Les leçons de l’«évidence empirique»

La très grande majorité des économistes pense que toute théorie dans leur domaine d’analyse doit être déduite de l’observation des faits qui sont censés être expliqués par cette théorie (négligeant que pour «lire» ces faits il est nécessaire de faire appel à des catégories conceptuelles qui ne sauraient reposer sur l’observation des phénomènes à expliquer logiquement).

Si l’on considère dès lors l’«évidence empirique» disponible de chaque côté de l’Atlantique, force est de constater que les différentes mesures dites d’«austérité expansionniste» au sein de l’Union européenne n’ont pas (encore?) permis à ses pays membres de relancer la croissance et réduire le chômage, comme continuent de le prétendre leurs partisans. Bien au contraire, les perspectives économiques, surtout dans la zone euro, deviennent de plus en plus sombres, même selon les projections de la Commission européenne (revues à la baisse par rapport à celles de l’automne 2012).

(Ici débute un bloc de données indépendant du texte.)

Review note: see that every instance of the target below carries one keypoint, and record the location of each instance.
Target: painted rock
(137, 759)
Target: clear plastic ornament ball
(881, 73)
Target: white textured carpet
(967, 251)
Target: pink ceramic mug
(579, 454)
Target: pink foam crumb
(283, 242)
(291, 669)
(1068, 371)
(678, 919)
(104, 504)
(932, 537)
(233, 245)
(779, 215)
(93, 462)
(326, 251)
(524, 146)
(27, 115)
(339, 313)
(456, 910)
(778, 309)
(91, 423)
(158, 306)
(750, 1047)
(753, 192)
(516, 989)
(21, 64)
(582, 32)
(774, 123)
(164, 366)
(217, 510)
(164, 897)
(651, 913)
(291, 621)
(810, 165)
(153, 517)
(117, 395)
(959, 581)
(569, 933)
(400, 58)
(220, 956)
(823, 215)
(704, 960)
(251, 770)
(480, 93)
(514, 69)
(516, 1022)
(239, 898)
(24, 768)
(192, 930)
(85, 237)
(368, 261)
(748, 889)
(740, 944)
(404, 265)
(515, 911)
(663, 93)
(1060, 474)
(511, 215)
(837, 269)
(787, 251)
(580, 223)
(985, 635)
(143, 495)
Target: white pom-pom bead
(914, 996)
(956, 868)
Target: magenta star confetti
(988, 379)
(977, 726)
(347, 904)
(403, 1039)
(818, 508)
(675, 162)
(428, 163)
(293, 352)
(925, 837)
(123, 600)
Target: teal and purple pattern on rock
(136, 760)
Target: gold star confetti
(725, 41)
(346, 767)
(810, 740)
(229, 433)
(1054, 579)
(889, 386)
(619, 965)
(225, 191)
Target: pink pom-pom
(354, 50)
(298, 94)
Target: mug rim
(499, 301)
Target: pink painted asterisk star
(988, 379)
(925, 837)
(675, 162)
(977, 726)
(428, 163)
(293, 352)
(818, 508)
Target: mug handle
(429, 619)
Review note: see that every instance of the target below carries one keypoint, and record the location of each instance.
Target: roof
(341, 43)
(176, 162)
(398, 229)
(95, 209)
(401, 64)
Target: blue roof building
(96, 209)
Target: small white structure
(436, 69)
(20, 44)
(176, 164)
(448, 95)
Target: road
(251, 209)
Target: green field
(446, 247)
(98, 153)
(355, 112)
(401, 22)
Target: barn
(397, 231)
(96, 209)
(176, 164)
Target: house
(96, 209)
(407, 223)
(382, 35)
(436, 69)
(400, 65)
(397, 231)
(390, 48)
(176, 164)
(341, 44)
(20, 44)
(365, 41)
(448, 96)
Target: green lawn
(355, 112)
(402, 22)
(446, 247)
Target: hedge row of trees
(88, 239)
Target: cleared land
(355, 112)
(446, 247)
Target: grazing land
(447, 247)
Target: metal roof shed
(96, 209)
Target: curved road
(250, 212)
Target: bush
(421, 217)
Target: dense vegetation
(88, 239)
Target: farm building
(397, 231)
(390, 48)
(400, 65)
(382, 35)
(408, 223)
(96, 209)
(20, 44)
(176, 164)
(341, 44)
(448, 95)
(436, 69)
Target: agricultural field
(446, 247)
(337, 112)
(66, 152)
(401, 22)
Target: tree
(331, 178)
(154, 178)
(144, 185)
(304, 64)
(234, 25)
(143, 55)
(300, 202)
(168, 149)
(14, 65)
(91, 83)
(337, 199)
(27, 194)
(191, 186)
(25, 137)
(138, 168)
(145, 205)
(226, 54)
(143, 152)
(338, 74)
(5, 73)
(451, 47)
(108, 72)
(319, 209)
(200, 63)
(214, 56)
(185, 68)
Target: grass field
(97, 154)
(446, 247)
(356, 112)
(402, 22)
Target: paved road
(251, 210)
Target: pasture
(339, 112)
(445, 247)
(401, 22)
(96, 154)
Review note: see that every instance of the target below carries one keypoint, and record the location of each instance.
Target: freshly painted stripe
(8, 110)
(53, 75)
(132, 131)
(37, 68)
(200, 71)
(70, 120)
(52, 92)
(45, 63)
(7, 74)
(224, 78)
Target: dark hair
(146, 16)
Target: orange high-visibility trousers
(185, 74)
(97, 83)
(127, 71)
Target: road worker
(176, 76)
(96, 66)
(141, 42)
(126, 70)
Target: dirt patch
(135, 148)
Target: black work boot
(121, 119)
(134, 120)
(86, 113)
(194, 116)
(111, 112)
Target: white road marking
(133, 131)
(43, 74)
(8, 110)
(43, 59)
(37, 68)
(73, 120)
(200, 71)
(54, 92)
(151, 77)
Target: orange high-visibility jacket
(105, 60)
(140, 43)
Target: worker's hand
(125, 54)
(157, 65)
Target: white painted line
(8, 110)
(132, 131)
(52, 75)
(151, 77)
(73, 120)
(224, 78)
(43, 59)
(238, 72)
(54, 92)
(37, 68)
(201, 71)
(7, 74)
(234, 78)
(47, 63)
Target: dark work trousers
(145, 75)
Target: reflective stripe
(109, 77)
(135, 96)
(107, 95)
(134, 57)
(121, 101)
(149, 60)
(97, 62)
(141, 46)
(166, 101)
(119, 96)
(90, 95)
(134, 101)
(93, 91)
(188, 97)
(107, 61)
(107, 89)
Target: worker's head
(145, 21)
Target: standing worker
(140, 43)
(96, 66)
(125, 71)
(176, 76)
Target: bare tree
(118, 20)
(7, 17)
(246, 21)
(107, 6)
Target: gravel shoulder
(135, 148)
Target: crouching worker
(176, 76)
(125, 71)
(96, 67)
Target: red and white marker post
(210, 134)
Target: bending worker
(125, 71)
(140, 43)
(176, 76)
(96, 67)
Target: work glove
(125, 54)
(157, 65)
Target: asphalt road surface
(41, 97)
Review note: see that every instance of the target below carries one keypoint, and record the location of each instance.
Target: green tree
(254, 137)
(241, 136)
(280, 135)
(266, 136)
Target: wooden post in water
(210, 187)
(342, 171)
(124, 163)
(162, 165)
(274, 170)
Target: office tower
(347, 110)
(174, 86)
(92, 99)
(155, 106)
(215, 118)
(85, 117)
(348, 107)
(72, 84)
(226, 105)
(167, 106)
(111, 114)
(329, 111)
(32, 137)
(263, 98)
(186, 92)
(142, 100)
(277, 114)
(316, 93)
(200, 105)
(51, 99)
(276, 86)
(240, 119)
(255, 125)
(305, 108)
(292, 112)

Cette «évidence empirique» contraste visiblement avec celle de l’autre côté de l’Atlantique, où l’économie états-unienne affiche une réduction du taux de chômage mesuré en avril 2013 ainsi que la création de 165 000 places de travail (sans doute insuffisante pour dire que la crise est passée, mais encourageante pour la population dont le moral influence généralement le comportement de dépense et, par là, le taux de croissance économique). Même si l’Administration de Barack Obama a clairement soutenu davantage les acteurs financiers, surtout ceux «too big to fail», par rapport aux familles états-uniennes, il ne fait aucun doute que sa politique économique expansionniste peut se targuer de meilleurs résultats (ne serait-ce qu’en termes d’apport à la croissance du produit intérieur brut) que la politique d’austérité suivie dans l’Union européenne.

L’observation des faits devrait donc interroger les économistes, mais a fortiori les décideurs politiques, sur le caractère néfaste de l’austérité. Il ne s’agit pas de donner raison aux «Keynésiens» (une étiquette qui est abusée et ne sert qu’à confondre les esprits), mais de reconnaître que le seul phénomène véritablement «Keynésien» à présent, dans la zone euro, est l’énorme chômage involontaire, notamment des jeunes qui ne sont ni en formation, ni en période d’apprentissage professionnel (ceux que l’on a désormais réunis sous l’acronyme NEET en anglais).

Sergio Rossi

Sergio Rossi est professeur ordinaire à l’Université de Fribourg, où il dirige la Chaire de macroéconomie et d’économie monétaire, et Senior Research Associate à l’International Economic Policy Institute de la Laurentian University au Canada.